At the transactional level, an individual’s investment portfolio is reviewed and an advisory fee is not charged.
They want to do some basic planning, Shewey said. “So you plan how you can diversify and develop some tax strategy. But you really don’t know the entire situation and what they want to accomplish.”
The advisor makes suggestions to invest money and doesn’t charge a planning fee but earns a commission from the investment.
At the consultative level, a financial plan is developed and there is an advisory fee for financial analysis and advice.
The client and advisor usually meet once or twice a year to review the financial plan. And the plan is updated every two to four years.
“When I get into financial planning, we focus on goals which can also include planning for retirement, college and reducing their taxes,” Shewey said.
At a more concentrated level, partnering is fee-based planning on an annual basis.

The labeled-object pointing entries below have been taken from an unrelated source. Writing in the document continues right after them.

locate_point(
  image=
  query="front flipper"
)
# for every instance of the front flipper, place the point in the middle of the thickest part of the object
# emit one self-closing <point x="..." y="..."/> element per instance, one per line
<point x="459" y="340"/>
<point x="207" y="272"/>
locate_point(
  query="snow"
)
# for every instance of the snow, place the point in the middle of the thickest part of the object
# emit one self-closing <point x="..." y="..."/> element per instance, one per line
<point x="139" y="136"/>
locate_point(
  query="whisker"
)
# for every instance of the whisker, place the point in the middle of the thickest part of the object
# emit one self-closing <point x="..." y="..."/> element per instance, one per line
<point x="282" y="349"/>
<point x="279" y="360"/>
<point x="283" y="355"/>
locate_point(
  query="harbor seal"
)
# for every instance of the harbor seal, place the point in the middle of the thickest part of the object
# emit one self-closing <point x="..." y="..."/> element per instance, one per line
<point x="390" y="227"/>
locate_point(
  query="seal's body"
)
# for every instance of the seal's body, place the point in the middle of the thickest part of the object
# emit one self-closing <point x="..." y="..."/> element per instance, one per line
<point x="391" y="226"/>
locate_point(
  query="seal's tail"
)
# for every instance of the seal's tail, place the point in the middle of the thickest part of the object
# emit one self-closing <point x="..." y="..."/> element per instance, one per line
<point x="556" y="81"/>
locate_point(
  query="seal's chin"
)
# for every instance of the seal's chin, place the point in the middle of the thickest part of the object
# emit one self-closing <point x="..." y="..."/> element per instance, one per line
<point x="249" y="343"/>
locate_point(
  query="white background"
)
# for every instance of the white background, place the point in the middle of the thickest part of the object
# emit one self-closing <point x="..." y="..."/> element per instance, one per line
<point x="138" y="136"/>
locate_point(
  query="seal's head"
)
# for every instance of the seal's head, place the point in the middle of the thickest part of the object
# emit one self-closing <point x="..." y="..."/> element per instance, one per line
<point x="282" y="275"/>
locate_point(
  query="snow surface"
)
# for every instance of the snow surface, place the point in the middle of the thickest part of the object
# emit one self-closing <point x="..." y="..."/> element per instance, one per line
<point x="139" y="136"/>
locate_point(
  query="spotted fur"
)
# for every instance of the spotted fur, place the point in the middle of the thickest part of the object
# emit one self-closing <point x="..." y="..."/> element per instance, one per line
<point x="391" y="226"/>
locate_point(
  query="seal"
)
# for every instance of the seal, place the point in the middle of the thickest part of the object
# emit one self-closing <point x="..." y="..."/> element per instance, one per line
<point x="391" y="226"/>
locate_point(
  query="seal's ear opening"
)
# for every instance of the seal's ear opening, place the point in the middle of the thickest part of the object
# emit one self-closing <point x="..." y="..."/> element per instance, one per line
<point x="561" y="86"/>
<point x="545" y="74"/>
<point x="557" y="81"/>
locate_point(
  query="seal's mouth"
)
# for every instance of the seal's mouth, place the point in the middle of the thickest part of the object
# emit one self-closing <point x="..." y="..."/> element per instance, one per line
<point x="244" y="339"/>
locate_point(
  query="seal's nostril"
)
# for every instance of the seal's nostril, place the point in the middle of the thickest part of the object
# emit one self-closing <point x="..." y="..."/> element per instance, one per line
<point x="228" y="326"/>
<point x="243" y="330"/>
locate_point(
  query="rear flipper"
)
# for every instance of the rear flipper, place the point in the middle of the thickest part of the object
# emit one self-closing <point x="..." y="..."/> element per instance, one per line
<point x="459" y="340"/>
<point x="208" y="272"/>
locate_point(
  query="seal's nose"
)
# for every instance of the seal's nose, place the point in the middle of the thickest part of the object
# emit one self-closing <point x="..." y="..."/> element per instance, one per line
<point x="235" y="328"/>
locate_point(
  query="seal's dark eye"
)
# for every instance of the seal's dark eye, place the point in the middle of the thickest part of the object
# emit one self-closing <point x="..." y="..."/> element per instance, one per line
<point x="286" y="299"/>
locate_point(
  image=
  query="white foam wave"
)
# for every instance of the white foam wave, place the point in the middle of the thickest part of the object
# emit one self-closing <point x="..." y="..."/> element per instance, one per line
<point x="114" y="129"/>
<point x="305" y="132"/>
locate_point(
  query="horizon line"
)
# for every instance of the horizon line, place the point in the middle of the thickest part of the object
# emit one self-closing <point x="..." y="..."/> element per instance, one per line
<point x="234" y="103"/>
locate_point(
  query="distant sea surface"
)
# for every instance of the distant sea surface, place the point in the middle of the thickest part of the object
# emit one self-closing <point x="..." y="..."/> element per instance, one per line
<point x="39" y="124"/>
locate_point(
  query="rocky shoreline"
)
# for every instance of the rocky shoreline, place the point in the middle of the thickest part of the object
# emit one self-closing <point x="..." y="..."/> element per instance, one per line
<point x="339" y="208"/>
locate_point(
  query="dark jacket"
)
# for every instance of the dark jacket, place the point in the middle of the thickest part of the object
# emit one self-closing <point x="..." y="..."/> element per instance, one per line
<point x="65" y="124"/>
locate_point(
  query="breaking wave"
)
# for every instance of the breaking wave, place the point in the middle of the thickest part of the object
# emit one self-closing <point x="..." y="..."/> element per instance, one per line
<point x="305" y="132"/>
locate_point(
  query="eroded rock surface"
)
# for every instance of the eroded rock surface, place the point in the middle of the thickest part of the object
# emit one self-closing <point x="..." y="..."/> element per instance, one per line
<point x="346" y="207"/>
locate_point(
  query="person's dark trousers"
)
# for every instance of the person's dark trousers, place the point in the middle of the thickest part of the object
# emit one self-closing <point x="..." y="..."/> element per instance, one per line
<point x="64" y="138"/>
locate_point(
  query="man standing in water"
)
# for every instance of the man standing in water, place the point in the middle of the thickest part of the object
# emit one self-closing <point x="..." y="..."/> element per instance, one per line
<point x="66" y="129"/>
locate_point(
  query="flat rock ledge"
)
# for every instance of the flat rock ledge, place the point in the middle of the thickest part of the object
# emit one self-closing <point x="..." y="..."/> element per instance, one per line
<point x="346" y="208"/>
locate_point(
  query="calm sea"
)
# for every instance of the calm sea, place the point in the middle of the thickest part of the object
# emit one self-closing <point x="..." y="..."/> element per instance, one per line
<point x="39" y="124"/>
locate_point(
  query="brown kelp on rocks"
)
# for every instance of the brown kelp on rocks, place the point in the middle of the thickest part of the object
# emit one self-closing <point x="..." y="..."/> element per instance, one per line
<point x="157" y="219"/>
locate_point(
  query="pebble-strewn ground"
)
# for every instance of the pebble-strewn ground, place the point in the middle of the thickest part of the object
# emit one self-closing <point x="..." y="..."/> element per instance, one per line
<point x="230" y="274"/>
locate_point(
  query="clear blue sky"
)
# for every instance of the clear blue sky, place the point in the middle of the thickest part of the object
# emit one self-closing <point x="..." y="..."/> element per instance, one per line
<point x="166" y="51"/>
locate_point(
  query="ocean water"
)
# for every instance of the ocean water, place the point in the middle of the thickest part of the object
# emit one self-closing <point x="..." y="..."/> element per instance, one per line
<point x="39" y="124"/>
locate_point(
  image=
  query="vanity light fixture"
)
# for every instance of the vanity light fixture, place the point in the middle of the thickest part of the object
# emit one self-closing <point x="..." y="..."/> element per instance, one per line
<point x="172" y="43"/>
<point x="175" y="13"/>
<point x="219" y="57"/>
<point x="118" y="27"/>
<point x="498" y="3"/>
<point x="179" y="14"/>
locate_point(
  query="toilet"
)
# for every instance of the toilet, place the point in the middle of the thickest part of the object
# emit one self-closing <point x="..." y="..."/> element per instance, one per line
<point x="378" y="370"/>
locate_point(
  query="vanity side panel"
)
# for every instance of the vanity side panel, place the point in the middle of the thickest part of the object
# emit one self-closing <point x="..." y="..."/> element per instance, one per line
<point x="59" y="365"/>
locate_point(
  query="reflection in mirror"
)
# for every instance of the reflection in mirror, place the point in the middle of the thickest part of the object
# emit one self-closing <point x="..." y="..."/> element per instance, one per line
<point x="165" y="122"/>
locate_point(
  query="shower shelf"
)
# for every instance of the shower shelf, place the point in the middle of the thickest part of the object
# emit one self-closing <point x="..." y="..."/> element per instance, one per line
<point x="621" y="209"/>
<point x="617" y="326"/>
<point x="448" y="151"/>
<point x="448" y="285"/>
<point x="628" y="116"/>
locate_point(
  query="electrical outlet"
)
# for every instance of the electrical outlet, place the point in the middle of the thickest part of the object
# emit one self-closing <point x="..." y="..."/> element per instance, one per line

“But I want to be careful that people understand that every time they walk in the door, they’re not charged a fee,” Shewey said.
“I still meet with people on a regular basis, but they don’t get charged when they come in and review things. Where a fee is involved is if we do some level of planning.”
Shewey said financial planning in 2002 was affected by the investment environment in general. And of particular concern was the fluctuations in the stock market.
His advice to his clients during these times depends on each individual’s situation and.
He may advise his clients to keep their financial plan as is, to make some minor changes or to cash out their investments.
“On the one end, we’re not doing anything different because the markets have been so awkward that we don’t want to bail out,” Shewey said.
“In the middle ground, we’re doing things more conservatively, or we’re diversifying more. Which sometimes means real-estate investments or a true-fixed account.” Or the clients agree to wait until their investment has regained its original value before doing anything with it.
At the extreme end, if clients need the money, they may have to turn their investment into cash.
“If they need the money, we just have to make some tough decisions about which investments need to be withdrawn,” Shewey said.
And for 2003, consulting a financial advisor can mean being better prepared when taxes roll around once again next year at this time.
A financial plan gives the tax payer direction, Shewey said.
“And that’s what planning is all about-if there’s a way to save you tax money on your investments,” he said.
“Can we do some things to help you get there?”